In 2023, then Louisiana Governor John Bel Edwards, who was nearing the end of his governorship in 2024, announced for the first time in public that he opposed the death penalty, and had pushed for lawmakers to abolish the death penalty in Louisiana. However, on May 24, 2023, a majority of lawmakers rejected the bill to abolish capital punishment. A month after the bill was rejected, in June 2023, 56 out of all the 57 inmates on Louisiana's death row filed for clemency from the governor, in light of his abolitionist stance, and Sepulvado was one of the 56 prisoners petitioning for clemency, although the pleas would be processed by the Louisiana's Board of Pardons and Committee on Parole.
In July 2023, the clemency petitions of Sepulvado and the other 55 death row inmates were rejected by the state's parole board, after they found that all the inmates were ineligible for clemency hearings, since the pleas cannot be filed within a year of a judge ruling on an appeal.

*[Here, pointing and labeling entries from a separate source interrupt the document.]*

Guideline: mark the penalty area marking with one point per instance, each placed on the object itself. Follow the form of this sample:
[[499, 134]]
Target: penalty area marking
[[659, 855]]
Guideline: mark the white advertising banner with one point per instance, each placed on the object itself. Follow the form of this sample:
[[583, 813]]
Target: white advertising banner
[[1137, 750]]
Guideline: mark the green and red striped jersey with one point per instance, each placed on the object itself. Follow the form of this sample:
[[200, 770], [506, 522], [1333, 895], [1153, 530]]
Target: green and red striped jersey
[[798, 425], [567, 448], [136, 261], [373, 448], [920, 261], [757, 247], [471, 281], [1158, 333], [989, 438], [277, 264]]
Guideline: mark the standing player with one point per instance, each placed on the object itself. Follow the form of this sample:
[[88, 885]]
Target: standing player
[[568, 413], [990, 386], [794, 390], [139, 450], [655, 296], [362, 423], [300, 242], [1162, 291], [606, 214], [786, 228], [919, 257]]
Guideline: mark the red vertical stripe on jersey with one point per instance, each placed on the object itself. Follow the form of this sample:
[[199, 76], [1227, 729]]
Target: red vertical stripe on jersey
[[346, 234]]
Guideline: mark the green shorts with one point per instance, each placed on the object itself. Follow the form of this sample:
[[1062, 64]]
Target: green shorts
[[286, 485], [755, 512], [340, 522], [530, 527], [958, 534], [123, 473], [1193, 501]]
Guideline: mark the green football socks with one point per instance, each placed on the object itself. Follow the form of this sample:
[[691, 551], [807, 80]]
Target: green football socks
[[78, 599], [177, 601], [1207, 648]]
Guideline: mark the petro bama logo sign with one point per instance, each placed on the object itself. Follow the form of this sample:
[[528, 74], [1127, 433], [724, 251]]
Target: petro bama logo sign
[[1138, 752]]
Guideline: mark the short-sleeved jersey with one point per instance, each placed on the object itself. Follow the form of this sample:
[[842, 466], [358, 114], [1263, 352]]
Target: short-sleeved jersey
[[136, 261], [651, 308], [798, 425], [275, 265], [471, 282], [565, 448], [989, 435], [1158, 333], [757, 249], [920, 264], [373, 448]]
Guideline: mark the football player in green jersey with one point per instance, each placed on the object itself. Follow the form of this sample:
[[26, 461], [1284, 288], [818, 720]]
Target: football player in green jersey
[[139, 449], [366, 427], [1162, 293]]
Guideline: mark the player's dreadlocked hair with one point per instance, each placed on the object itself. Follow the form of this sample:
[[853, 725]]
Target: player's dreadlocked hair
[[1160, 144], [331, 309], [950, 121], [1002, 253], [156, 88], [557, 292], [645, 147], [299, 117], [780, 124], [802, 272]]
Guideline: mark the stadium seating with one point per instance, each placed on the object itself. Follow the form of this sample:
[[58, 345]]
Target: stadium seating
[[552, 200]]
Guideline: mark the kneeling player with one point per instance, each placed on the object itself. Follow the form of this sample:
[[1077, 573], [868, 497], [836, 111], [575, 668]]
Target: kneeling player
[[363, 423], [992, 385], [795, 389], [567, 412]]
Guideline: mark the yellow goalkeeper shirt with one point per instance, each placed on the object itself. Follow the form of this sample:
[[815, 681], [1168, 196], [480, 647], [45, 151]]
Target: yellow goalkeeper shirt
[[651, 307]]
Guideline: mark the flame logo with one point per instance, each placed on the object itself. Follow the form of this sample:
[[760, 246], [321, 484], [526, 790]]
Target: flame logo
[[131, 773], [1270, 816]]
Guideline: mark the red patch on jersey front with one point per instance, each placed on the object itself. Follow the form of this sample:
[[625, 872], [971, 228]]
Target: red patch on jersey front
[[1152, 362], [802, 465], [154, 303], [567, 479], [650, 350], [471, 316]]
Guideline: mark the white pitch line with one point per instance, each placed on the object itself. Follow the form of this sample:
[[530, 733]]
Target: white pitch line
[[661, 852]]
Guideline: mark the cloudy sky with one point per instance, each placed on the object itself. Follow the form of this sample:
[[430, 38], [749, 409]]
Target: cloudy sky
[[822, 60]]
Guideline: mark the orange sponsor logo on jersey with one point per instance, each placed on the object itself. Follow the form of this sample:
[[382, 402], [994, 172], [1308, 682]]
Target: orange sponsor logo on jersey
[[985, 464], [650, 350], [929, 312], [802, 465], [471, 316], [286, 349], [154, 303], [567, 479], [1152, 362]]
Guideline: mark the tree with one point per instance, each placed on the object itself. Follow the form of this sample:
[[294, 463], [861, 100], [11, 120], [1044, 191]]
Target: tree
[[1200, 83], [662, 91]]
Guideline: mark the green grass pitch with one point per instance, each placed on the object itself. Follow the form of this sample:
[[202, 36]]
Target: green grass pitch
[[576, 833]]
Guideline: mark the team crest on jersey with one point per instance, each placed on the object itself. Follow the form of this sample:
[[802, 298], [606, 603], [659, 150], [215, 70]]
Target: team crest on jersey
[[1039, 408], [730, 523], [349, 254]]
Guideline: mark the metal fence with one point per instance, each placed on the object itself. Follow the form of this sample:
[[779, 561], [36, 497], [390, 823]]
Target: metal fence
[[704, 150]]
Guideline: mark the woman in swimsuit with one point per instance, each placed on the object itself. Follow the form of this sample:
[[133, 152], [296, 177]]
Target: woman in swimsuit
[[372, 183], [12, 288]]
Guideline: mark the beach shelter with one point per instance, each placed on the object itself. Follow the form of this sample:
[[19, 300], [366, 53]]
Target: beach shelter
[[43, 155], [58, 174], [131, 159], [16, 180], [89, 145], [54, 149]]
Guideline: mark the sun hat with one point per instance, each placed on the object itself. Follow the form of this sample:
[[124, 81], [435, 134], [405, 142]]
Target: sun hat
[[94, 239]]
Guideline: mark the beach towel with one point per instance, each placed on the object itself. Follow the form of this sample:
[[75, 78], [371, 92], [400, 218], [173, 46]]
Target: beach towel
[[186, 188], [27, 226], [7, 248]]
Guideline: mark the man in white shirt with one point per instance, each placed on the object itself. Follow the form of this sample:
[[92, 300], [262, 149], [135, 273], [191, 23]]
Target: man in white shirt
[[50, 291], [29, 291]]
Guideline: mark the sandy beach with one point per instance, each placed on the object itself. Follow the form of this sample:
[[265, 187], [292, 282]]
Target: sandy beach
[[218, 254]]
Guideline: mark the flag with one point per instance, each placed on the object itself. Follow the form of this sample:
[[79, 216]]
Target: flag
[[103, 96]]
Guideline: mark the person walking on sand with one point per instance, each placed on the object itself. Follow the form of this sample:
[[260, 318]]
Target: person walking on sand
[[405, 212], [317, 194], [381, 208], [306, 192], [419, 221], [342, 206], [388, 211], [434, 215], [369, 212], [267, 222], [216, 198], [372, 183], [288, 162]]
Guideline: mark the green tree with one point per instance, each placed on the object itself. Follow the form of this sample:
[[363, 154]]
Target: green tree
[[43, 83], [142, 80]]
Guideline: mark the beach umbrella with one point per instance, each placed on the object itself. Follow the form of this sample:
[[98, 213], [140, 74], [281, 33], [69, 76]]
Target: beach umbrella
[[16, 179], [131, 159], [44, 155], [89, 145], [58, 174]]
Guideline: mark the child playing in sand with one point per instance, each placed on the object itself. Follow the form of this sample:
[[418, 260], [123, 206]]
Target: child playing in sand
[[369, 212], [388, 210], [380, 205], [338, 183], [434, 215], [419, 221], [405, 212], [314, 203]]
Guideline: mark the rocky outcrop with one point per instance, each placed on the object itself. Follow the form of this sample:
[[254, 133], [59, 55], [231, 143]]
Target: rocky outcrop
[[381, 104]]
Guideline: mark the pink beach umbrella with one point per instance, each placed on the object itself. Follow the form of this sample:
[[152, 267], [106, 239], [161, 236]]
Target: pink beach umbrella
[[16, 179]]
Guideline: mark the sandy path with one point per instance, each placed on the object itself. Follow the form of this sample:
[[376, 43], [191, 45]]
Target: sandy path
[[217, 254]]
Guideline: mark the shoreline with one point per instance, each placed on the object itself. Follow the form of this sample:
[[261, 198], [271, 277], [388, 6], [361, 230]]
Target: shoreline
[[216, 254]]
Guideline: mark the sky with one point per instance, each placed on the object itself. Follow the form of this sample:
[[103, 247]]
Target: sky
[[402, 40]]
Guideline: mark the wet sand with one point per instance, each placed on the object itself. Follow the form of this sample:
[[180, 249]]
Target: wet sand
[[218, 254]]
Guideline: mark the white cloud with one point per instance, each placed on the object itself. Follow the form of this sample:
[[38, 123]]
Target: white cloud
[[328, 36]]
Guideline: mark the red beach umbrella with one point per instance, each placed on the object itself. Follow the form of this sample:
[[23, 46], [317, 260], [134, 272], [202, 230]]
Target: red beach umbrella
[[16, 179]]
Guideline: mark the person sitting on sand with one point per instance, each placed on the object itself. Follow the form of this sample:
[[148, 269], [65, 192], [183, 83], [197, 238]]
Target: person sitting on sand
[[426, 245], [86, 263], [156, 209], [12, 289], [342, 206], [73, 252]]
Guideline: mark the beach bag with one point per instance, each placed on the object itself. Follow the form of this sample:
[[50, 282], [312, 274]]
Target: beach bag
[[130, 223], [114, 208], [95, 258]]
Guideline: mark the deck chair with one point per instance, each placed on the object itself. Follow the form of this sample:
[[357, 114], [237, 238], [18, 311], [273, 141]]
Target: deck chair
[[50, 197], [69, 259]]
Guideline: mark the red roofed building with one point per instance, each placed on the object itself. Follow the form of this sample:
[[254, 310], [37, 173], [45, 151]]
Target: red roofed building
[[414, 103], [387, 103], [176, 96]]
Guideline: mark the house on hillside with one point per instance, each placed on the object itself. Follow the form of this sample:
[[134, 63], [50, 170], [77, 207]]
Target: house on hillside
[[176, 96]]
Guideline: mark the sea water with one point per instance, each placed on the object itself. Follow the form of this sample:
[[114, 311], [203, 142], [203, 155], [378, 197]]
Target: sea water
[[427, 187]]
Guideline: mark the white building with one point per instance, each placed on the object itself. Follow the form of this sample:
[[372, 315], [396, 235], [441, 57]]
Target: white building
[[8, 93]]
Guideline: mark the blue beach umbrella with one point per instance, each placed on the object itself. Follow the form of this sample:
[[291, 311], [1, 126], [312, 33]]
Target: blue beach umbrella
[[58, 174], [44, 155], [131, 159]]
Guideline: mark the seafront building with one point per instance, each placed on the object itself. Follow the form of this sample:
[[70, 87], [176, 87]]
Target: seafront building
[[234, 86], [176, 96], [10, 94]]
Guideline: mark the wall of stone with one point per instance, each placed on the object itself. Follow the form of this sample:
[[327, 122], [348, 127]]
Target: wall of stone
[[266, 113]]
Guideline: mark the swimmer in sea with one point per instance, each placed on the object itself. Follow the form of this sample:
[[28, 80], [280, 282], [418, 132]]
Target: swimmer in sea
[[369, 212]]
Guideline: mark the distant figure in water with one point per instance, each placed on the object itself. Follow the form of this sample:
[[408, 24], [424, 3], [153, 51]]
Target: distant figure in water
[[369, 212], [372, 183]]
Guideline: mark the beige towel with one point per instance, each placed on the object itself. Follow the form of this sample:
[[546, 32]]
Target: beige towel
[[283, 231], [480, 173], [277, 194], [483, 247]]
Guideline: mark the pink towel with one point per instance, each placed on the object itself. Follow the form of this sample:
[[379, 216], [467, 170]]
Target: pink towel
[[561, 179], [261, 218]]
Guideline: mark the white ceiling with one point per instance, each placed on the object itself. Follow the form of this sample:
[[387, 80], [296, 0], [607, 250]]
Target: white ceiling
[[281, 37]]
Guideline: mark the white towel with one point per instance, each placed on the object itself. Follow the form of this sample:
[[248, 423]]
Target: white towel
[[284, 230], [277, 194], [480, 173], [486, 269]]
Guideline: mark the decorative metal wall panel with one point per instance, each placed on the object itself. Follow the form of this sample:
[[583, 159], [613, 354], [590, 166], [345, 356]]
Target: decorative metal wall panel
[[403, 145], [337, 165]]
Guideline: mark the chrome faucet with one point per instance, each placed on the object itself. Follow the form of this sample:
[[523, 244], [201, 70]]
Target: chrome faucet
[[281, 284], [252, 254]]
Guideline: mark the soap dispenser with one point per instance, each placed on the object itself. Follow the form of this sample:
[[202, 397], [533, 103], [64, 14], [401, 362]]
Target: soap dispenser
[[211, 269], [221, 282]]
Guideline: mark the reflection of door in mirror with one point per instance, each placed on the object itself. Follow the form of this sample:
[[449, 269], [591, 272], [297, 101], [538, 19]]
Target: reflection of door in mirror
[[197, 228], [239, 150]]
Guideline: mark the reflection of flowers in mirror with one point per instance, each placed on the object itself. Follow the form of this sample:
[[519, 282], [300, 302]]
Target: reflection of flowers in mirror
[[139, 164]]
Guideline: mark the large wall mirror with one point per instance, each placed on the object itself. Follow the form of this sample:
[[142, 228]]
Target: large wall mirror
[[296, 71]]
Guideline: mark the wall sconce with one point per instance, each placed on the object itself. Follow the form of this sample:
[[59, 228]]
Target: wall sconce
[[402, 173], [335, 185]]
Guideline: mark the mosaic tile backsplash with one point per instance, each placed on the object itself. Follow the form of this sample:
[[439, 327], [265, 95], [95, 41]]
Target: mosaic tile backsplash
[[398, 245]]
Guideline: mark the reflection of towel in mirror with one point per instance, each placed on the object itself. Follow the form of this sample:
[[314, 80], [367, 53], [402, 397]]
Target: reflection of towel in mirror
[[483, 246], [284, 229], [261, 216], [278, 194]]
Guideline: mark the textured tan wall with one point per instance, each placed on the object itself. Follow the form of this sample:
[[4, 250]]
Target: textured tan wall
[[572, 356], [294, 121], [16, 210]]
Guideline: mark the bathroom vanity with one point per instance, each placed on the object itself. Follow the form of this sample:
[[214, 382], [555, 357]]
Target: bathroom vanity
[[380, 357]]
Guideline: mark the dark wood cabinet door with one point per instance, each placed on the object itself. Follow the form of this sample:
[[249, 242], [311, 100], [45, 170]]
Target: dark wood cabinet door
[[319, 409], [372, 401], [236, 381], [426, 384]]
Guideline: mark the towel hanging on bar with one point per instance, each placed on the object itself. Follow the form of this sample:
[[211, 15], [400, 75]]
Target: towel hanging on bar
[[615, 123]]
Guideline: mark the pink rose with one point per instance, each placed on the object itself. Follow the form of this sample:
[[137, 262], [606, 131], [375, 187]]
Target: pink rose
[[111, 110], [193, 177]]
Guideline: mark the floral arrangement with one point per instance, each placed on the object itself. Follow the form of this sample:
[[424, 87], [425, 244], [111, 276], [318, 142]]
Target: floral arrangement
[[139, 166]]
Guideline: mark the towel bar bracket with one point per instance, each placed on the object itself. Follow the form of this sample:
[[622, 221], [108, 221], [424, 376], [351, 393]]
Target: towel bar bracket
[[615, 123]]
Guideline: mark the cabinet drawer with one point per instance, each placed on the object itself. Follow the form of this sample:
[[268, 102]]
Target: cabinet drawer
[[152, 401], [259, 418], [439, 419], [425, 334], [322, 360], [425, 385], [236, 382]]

In October 2023, further appeals by five condemned inmates for clemency were all rejected by the state parole board.
In March 2024, Louisiana Governor Jeff Landry signed a bill to allow the state to adopt both nitrogen gas inhalation and the electric chair as alternative execution methods aside from lethal injection. The bill was first introduced months after the execution of Kenneth Eugene Smith in Alabama; Smith was the first person from the U.S. and the world to be put to death by nitrogen hypoxia. At that point in time, there was a moratorium on all executions in Louisiana for 14 years, after the state last executed Gerald Bordelon in 2010 for the 2002 rape-murder of his stepdaughter, and the moratorium was a result of the state's difficulty to procure new drugs to carry out further executions by lethal injection and refusal of drug companies to sell them for lethal injection executions. Several family members of murdered victims supported the Bill to authorise executions by nitrogen gas and electrocution.